La situación fue tan compleja que las voces de sus compañeros llegaron hasta el cacique de la zona, que vivía en la capital y fungía de representante del pueblo, mientras alimentaba su panza con las mejores carnes. Cuando llegó a la pequeña población lo recibieron así:

-¡Patrón, el Libardito casi le vuela las güevas a Casimiro anoche! Si viera el muy marica…

-Por algo le dio al pendejo ese. ¿Qué pasó?

-Estábamos hablando de la Leonela y lo jodimos por ser el único del pueblo que no se la ha comido.

-¿Leonela?

-No la conoce, patrón. Debería.

-Tráiganla. Después miramos lo de Casimiro. Lo de Libardito me preocupa, tan buen tipo que ha sido. Mucho marica. Tráiganlo también si se lo encuentran

Dos de los hombres fueron al burdel con sus tradicionales bolillos, las ruanas azules y los quepis, que los identificaban como pájaros. Incluso, los niños jugaban a escondidas a adivinar cuál tenía el pico más grande, mientras miraban atentamente las gorras militares. Cuando llegaron al bar y hablaron con el dueño, éste les impidió entrar diciendo que Leonela estaba con un cliente que había pagado muy bien sus servicios, por ponerla a trabajar en horas de descanso.
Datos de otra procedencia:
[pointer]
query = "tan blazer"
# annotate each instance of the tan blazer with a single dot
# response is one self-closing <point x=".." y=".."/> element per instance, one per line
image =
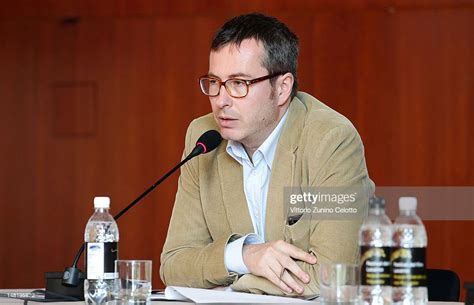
<point x="317" y="147"/>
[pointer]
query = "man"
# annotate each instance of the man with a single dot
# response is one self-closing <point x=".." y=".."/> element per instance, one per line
<point x="230" y="225"/>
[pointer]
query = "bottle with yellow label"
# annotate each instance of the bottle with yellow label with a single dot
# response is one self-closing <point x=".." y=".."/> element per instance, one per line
<point x="375" y="241"/>
<point x="409" y="256"/>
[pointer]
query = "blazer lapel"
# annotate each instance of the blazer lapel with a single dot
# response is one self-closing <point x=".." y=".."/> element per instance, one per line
<point x="235" y="203"/>
<point x="283" y="171"/>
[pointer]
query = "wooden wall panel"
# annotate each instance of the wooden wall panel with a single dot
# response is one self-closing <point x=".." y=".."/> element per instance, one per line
<point x="18" y="143"/>
<point x="400" y="70"/>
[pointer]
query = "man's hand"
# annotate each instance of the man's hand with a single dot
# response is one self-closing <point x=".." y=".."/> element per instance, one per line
<point x="276" y="261"/>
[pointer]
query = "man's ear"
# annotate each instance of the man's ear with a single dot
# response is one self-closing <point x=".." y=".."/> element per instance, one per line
<point x="285" y="84"/>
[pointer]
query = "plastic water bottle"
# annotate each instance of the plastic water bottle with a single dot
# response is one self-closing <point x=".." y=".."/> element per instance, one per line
<point x="101" y="238"/>
<point x="409" y="256"/>
<point x="375" y="241"/>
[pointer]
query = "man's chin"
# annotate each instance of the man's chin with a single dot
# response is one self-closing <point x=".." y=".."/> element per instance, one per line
<point x="229" y="135"/>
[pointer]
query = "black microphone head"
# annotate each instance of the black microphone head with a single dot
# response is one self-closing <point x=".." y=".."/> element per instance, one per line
<point x="209" y="140"/>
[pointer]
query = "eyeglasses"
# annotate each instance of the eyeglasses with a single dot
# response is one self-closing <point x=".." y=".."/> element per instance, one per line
<point x="236" y="87"/>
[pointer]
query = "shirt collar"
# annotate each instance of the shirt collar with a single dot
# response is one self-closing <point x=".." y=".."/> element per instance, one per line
<point x="267" y="149"/>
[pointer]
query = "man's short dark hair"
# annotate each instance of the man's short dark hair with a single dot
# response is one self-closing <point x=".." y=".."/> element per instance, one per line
<point x="280" y="44"/>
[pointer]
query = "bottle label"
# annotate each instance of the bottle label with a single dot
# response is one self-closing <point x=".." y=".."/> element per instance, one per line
<point x="408" y="267"/>
<point x="375" y="266"/>
<point x="101" y="260"/>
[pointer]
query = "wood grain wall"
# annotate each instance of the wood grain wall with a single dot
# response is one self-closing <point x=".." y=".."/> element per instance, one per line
<point x="95" y="98"/>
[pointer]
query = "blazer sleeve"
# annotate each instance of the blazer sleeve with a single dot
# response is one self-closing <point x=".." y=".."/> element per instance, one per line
<point x="337" y="160"/>
<point x="190" y="256"/>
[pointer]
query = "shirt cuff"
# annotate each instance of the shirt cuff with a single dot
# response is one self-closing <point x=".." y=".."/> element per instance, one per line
<point x="233" y="260"/>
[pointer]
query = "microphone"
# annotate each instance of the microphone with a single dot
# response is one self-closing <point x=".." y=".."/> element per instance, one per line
<point x="207" y="142"/>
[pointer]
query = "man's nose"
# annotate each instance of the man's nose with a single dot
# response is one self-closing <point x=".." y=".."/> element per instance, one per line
<point x="223" y="99"/>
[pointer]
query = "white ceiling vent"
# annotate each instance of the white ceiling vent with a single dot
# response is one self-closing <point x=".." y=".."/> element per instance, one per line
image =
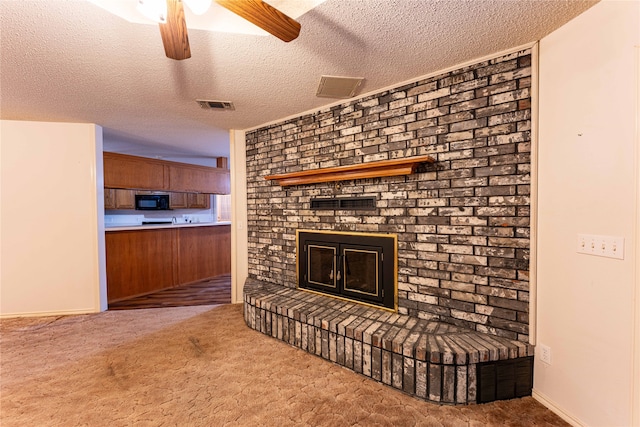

Sin importar nada, los dos pájaros, subieron al cuarto amenazando al dueño del lugar. Cuando llegaron, la sorpresa los invadió al ver a Libardito acostado con Leonela. Libardito, desesperado por buscar salida a su situación, se fue donde la prostituta y le pidió enseñarle a amar a una mujer. Ella, al ver el dinero de Libardito, accedió sin reparo a sus peticiones, pensando que el que nace marica, marica se queda.

Los pájaros se sorprendieron al ver a Libardito en esas. Reaccionaron cinco segundos más tarde, cuando tiraron al muchacho de la cama y le dijeron “¡A vestirse! los dos que nos acompañan donde el patrón”.

La mujer se puso rápidamente su vestido rojo con azul, que tanto gustaba a liberales y godos. Libardito agarró su ropa y se la puso de inmediato. Mientras salían, uno de los hombres le dijo a Leonela: “Pa’ que se acuesta con maricas, mamasita, aprovéchenos a nosotros”, comentario que se transformó en una carcajada cómplice de los tres individuos. Atrás quedó Libardito, sosteniendo su cabeza y su mano de la puerta, por la tristeza y el vacío que lo angustiaban.

Libardito se sentía víctima de sus propias decisiones y resolvió que si alguien tenía que aplicar justicia sobre sus actos sería él mismo. ¿Para qué la venganza? Se preguntó casi que respondiéndose al mismo tiempo.

Su homosexualidad y sus muertos eran unas cruces que ya no quería cargar. Libardito, quien creyó necesario en algún momento de su vida hacer justicia con sus propias manos, tomó la decisión de aplicar la misma premisa para su vida. Una extraña forma de entender la justicia, pensará el lector, pero quizás no se ha puesto lo suficiente en los zapatos de Libardito.